Yesterday, driving to work, the meditative-creative state that I rely on for sustenance re-appeared. Hallelujah! When something is amiss, you feel absence, but can't always pinpoint what is missing. Without access to that state of mind, I don't write and I feel a type of distress that is hard to shake. It's been a difficult time at work and I have been thinking in my sleep instead of dreaming--always a bad sign. I was operating under the totally dumb illusion that the ever-worsening economic downturn wouldn't affect me emotionally. I have a job, a home, a car and can cut out the extra unnecessaries when I need to without becoming gloomy. But of course it's all connected. The hospital is cutting programs, demanding more "productivity" of fewer staff, and placing a hold on new hires. Rules and regs are being enforced as a way of displaying tough times ahead and demonstrating who's in charge. Anxiety is infectious and shit rolls downhill. In my own team, I've been censured for my disquieting, anti-authoritarian style and handed what feel like ultimatums about my attitude and behavior. I realize that like anyone else, I could lose my job in these times. Or more to the point, I could reach unrelieved distress levels that typically cause me to flee. My ten-year plan that was to deliver me to a reasonable retirement could dissolve.

I saw a psychiatrist in February, after a year of sluggish depression, and a 3-month wait for an appointment. He was a nice guy and offered simple, but accurate, insight into my depressed state which I agree is choked with undigested fury. He just said: speak up for yourself, ask for what you need, tolerate the anxiety that prevents you from these behaviors, stop substituting others' needs for your own. He added another drug for me to take. Last week, I turned in my mileage reimbursement request for February after not managing to do so since last September, to the tune of about $300/month. I had a cardiac test that tells me I'd better take care of myself--it's sort of now or never at this point. I'm thinking about what I need and how to avoid becoming one of my own patients--old, ill, miserably dependent.

As always, I'm looking for a new narrative, perhaps a new metaphor for how/why I am living. I feel that I've been called to declare myself, safeguard myself from harm, so that I can persevere. In my introverted, loner life, I claim a internal peace that feels intensely connected and precious. When I am writing, or driving contemplatively, or walking in the woods, I become intensely aware of the interconnections and intuit my tiny place here and feel the "enough-ness" of my life. I find grace in watching snow fall or listening to naked trees offering their branches upward in prayer. And for some reason, I am able to capture this quiet when I sit with my patients and help contain their fears and grief and sorrows. But at the office I am one big mess of energy, anger, and argument. In social settings I lose my quiet self and pick up the emotional energy surrounding me, offering it back in my own version of disquiet. In brief, I don't connect, or even cause sparks, I blow fuses.
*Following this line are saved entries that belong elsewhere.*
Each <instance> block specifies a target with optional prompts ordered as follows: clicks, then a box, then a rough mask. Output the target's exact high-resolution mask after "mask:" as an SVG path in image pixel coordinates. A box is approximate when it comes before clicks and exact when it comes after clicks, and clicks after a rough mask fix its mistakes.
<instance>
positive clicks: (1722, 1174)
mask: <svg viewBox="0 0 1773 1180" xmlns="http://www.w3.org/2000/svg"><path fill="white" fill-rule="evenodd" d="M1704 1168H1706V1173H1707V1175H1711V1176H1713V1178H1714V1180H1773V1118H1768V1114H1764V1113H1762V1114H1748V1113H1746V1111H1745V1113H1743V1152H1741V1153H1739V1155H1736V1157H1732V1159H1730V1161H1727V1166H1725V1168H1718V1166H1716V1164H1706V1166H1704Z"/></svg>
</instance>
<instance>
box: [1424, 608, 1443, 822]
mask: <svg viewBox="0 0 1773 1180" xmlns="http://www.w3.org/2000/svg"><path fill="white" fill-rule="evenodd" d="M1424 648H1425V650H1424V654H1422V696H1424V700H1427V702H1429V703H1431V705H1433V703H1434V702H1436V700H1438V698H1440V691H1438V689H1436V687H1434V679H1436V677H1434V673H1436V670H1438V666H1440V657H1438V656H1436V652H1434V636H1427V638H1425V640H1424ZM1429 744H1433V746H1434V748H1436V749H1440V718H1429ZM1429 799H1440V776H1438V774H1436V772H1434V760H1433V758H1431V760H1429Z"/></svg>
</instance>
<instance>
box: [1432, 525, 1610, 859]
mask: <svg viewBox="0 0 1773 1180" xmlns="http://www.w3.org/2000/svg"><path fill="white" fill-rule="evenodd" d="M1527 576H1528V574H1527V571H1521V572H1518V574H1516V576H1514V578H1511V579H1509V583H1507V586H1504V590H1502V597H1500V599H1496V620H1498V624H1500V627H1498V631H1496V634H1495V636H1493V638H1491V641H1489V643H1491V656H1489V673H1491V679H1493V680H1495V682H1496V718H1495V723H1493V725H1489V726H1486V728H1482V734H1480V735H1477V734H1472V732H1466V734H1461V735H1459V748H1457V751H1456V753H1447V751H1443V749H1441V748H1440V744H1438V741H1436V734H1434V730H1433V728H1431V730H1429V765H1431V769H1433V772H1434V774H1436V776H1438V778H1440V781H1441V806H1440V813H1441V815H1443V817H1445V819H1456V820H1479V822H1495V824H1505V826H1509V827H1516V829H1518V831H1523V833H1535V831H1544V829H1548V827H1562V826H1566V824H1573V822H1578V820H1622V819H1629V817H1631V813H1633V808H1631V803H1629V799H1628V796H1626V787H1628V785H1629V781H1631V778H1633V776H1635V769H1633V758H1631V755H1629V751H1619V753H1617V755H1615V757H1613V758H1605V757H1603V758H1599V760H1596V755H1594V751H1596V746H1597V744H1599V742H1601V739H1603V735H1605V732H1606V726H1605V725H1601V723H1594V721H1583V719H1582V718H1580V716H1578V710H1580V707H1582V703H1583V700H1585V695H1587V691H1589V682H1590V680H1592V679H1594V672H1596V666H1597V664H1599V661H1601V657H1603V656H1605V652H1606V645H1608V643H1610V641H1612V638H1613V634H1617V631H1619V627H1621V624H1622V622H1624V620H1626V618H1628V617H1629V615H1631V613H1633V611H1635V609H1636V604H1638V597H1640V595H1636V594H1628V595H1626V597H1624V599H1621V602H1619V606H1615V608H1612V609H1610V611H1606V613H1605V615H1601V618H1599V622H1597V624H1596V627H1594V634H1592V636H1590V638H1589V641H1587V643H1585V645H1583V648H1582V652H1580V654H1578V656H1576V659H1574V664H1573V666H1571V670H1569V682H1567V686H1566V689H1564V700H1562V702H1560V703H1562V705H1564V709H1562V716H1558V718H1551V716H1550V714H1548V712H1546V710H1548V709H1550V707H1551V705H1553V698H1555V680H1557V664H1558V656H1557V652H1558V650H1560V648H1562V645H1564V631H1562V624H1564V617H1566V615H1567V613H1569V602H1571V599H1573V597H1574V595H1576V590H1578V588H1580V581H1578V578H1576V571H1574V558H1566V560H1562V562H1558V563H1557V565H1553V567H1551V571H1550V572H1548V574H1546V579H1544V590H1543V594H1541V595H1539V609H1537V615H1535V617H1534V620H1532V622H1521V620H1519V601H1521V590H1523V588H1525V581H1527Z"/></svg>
So here is the metaphor/simile that I wish to embody: the hyoid bone. The hyoid bone is the only bone in our body that does not connect with any other bone. And its function separates humans from other primates. By its suspension above the larynx, it supports speech. I want a meaningful life, where connection is present without so much close contact. I want to support important functions in the universe, but still be allowed my own little place here. I want the quiet that allows me to actually be useful and add to the cup of peace that is continually drained by violence and greed. Is that too much to ask?